Diagnostic imaging inclui some modalities like ultrasonography, computed tomography, magnetic resonance venography, ascending contrast venography, hemodynamic studies, and intravascular ultrasound. The surgical management of MTS is correlated with a high morbidity rate and the use of endovascular techniques apresenta significativamente less risk and that can provide the best outcome. Endovascular treatment options include catheterdirected thrombolysis, angioplasty, and ultimately stent placement [2].

Case Report

Patient of 29 years of age presented himself in the obstetric outpatient clinic of an emergency unit, with sudden and acute of pain and significant edema in lower limb. Patient with no previous history of thromboembolic phenomena at the 37th week of gestation of the firstborn, presenting 5-cm dilation. She was submitted to the emergency echocardiogram exam, which revealed acute thrombus in the left common iliac vein. In an emergency, she was submitted to a vena cava filter implant and referred for delivery on the same day.
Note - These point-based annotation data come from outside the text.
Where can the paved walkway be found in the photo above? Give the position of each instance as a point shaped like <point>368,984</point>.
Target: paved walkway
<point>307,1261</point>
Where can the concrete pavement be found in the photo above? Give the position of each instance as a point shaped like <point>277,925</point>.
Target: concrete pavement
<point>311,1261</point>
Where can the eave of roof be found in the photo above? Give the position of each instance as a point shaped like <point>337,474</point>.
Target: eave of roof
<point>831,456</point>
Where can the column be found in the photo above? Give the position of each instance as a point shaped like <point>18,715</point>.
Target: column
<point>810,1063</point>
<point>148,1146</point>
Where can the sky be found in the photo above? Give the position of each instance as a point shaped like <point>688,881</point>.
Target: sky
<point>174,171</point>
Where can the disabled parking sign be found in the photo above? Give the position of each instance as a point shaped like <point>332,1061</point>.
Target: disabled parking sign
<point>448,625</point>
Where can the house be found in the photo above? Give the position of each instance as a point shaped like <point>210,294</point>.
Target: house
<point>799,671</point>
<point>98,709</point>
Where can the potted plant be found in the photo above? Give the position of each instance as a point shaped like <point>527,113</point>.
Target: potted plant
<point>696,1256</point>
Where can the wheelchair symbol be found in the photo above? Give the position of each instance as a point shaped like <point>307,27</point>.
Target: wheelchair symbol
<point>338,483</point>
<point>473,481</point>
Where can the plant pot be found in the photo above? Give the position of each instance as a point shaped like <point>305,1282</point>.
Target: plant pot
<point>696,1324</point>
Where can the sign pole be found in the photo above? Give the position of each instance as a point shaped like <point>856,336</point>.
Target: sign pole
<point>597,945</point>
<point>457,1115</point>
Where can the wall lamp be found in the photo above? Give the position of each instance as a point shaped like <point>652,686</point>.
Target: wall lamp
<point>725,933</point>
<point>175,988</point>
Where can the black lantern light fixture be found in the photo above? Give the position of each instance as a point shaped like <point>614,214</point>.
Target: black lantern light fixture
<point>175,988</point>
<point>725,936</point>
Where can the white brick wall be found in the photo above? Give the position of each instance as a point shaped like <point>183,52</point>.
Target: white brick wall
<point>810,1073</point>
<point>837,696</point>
The newborn did not present changes and was discharged within two days. After 1 week after delivery, the patient developed pain worsening and a significant increase in edema undergoing electromechanical venous thrombectomy using the Aspirex® type catheter and left common iliac vein stenosis. Implantation of the left common iliac vein stent was performed due to compression of the left common iliac vein by the right common iliac artery (Cockt's Syndrome or May- Turnner). No immediate complication occurred and patient's symptoms completely resolved (Figure 1).

vascular-endovascular-therapy-iliac-vein

Figure 1: (A) Phlebography being evidenced occlusion of external and common iliac vein (B) Image showing the vena cava filter and the stent in the common and external iliac vein. The filter was implanted on the day of diagnosis when it was 37 weeks' gestation. The implant was performed to prevent venous thromboembolism for presenting acute venous thrombosis of the common and external iliac vein. Performed implant of the vena cava filter and delivery 30 minutes after the implant. The stent was implanted on the day of venous thrombectomy because the patient presented compression of the left iliac vein by the right common iliac artery (C) Phlebography being evidenced femoral vein pervea with occlusion in the origin of the external iliac vein (D) Image showing an Aspirex thrombectomy catheter within the iliac vein promoting thrombus removal (E) Filter implanted in the inferior vena cava on the day of the diagnosis of thrombosis with the fetus, dilation of the uterine cervix (F) Fetus with 37 weeks at the moment of the implantation of the vena cava filter.

Discussion

It is notorious that the condition of gestation causes important hemodynamic changes, the thrombotic phenomena during pregnancy are the result of hypercoagulability, combined with compression of the inferior vena cava by the gravid uterus. These changes of thrombogenic character are physiological resources preparatory to the delivery, reducing the risks of bleeding.

Data from the literature indicate that approximately eighty percent of the cases occur in the left leg due to abnormal compression of the left iliac vein by the right common iliac artery, a condition of the clinical case described in this article. And how were pointed out by Cagiatti in 2011 these occurs in a relevant number of asymptomatic individuals [3], being necessary a greater attention the complaints of edema and pain in lower limb, mainly in primigestas.

Studies have suggested that endovascular management with thrombolysis and stenting can result in better long term outcomes [4,5]. With the improvement in percutaneous endovascular techniques, balloon angioplasty and stenting have become the standard of care for cases like these. Concluding, in pregnant patients, even without history, the presence of acute pain and important edema in the lower limbs, may indicate a possible case of thurner syndrome.